Tesla has withdrawn its threat to terminate a critical graphite supply agreement with Australia’s Syrah Resources, ending a tense standoff that dragged on for nearly a year and involved four separate deadline extensions. The resolution came on May 31, just one day before the final cure deadline of June 1, 2026.
Syrah’s shares surged between 23% and 38% on the news.
A deal that almost died four times
Tesla and Syrah originally signed the supply agreement back in December 2021. The terms were straightforward: Syrah would deliver 8,000 metric tons of active anode material annually from its Vidalia facility in Louisiana over a four-year period. Active anode material, or AAM, is the processed form of graphite that goes into lithium-ion battery anodes.

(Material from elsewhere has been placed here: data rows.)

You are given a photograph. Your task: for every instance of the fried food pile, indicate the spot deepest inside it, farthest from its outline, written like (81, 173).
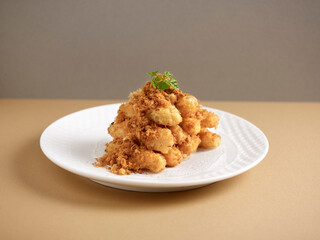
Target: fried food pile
(157, 129)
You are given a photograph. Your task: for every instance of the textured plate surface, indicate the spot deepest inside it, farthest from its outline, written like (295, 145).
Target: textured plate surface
(74, 141)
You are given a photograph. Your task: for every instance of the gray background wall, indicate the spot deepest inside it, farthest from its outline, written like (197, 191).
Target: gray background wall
(218, 50)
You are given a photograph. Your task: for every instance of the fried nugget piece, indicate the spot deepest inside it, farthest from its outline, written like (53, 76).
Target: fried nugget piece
(124, 156)
(178, 134)
(149, 160)
(190, 145)
(119, 130)
(128, 110)
(209, 119)
(158, 139)
(187, 105)
(208, 139)
(191, 125)
(165, 116)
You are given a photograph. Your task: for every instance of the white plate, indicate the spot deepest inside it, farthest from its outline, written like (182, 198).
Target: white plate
(74, 141)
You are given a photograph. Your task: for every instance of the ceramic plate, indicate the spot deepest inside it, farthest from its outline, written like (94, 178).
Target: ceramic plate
(74, 141)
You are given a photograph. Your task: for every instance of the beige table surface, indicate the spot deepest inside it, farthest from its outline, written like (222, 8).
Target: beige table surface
(278, 199)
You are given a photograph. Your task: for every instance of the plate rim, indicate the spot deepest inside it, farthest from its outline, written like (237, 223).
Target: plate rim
(144, 182)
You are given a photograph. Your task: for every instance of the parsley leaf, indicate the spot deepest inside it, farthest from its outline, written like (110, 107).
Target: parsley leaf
(163, 81)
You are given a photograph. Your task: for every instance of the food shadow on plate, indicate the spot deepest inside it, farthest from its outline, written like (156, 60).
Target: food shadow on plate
(39, 175)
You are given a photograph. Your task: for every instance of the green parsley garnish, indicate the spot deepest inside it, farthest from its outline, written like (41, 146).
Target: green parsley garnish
(163, 81)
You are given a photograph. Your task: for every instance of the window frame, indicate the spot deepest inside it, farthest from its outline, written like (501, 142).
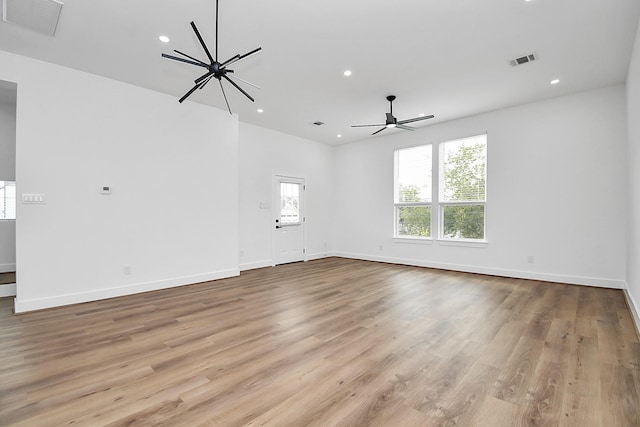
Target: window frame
(436, 205)
(397, 204)
(455, 203)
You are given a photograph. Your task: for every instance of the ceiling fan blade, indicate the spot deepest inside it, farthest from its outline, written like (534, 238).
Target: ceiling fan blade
(204, 83)
(186, 95)
(175, 58)
(246, 82)
(203, 77)
(250, 53)
(239, 88)
(391, 119)
(192, 58)
(228, 61)
(417, 119)
(239, 57)
(225, 97)
(204, 46)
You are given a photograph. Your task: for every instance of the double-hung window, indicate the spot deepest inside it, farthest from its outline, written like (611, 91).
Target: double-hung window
(456, 195)
(463, 187)
(413, 192)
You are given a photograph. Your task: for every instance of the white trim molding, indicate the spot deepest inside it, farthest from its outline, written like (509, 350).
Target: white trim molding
(257, 264)
(22, 306)
(634, 308)
(8, 290)
(516, 274)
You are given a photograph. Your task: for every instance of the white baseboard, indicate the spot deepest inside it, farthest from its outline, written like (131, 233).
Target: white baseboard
(311, 257)
(258, 264)
(22, 306)
(8, 290)
(634, 307)
(269, 263)
(517, 274)
(7, 268)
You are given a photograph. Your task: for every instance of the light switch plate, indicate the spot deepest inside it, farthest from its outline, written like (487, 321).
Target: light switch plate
(33, 198)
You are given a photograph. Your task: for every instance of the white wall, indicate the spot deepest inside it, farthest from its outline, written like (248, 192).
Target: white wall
(556, 191)
(264, 153)
(173, 213)
(633, 232)
(7, 173)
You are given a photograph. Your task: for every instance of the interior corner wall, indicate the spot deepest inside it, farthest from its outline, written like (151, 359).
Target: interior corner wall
(172, 216)
(7, 173)
(556, 191)
(633, 158)
(263, 154)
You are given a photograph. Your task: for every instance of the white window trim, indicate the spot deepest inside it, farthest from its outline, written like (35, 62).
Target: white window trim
(437, 206)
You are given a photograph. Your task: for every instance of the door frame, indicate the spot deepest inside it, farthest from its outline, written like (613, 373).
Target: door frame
(275, 214)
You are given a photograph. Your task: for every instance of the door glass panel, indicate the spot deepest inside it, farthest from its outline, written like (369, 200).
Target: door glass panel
(289, 203)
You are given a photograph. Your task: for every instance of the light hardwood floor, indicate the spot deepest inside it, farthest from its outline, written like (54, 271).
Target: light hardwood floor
(328, 343)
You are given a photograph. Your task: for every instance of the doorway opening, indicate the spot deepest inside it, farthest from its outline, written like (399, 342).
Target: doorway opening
(8, 102)
(289, 219)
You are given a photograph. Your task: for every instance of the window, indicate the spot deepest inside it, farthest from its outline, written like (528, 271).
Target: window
(462, 195)
(457, 193)
(413, 188)
(7, 200)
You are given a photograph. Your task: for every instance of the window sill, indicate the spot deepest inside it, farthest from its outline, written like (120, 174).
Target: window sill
(414, 240)
(465, 243)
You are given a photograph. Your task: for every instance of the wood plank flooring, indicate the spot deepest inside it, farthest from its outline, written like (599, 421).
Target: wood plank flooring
(332, 342)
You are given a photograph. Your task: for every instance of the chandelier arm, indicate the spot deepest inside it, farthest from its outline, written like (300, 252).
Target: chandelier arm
(239, 88)
(225, 97)
(204, 46)
(186, 95)
(175, 58)
(202, 64)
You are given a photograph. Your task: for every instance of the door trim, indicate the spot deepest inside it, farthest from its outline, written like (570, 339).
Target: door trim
(275, 213)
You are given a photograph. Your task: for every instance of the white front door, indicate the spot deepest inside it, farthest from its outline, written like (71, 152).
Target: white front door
(288, 227)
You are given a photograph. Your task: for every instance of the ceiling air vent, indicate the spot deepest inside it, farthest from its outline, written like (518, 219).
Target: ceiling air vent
(523, 60)
(37, 15)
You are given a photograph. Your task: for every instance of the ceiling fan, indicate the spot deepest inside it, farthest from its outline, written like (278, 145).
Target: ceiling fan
(392, 122)
(215, 69)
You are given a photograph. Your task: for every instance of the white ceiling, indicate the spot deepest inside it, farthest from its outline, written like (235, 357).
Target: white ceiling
(449, 58)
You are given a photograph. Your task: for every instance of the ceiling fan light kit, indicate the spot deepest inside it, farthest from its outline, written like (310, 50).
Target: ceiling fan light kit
(215, 69)
(392, 122)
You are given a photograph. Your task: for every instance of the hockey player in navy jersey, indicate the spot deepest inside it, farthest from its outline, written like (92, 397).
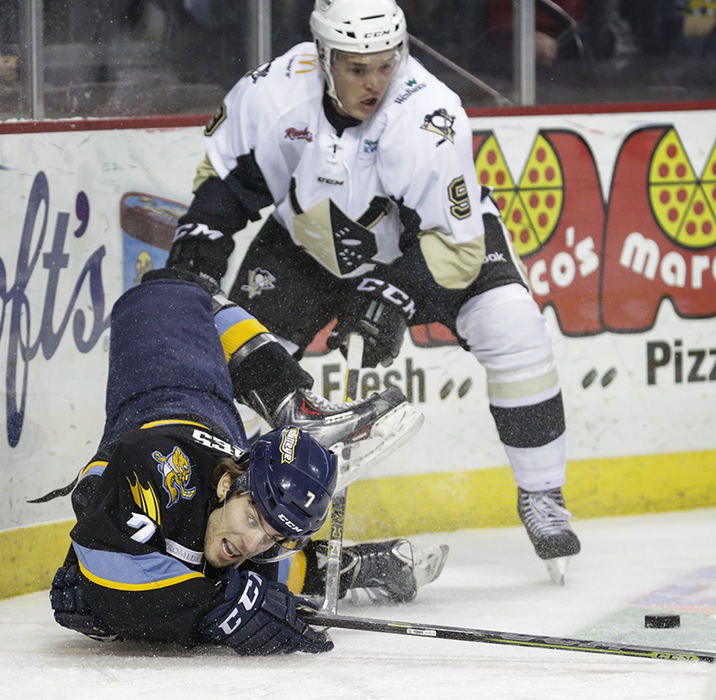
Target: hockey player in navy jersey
(380, 222)
(187, 533)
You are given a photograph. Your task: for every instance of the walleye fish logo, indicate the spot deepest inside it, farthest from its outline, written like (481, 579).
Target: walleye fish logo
(175, 469)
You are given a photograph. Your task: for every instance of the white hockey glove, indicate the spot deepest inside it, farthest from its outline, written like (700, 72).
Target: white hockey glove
(200, 249)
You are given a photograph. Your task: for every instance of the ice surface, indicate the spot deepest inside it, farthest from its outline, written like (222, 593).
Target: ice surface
(629, 566)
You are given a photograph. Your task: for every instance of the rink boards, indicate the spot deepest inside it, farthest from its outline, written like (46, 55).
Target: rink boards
(614, 214)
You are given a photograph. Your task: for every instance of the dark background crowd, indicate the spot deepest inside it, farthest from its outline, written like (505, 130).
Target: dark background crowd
(150, 57)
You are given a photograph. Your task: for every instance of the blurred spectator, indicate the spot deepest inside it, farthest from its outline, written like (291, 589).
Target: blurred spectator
(656, 25)
(565, 29)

Things went sideways in July 2025 when Tesla issued a default notice. The issue was quality. Tesla alleged that the sample materials Syrah provided didn’t meet the required specifications.
What followed was a drawn-out negotiation process that saw the cure deadline extended not once, not twice, but four separate times. The final extension pushed the deadline to June 1, 2026. And with one day to spare, Tesla accepted that Syrah had made sufficient progress on conforming production. The termination threat was officially off the table.
Why graphite matters more than you think
China dominates graphite processing, controlling the vast majority of the world’s refined graphite output. That makes domestic suppliers like Syrah, which processes its graphite at a US-based facility in Louisiana, strategically important for any automaker trying to reduce dependency on Chinese supply chains.
The Vidalia facility represents one of the few non-Chinese sources of processed battery-grade graphite in the Western Hemisphere. Syrah also operates its Balama natural graphite mine in Mozambique alongside the Vidalia processing plant. The offtake agreement with Tesla has been central to Syrah’s strategic expansion in the US market and is linked to a significant loan from the US Department of Energy aimed at boosting production capabilities at the Vidalia facility.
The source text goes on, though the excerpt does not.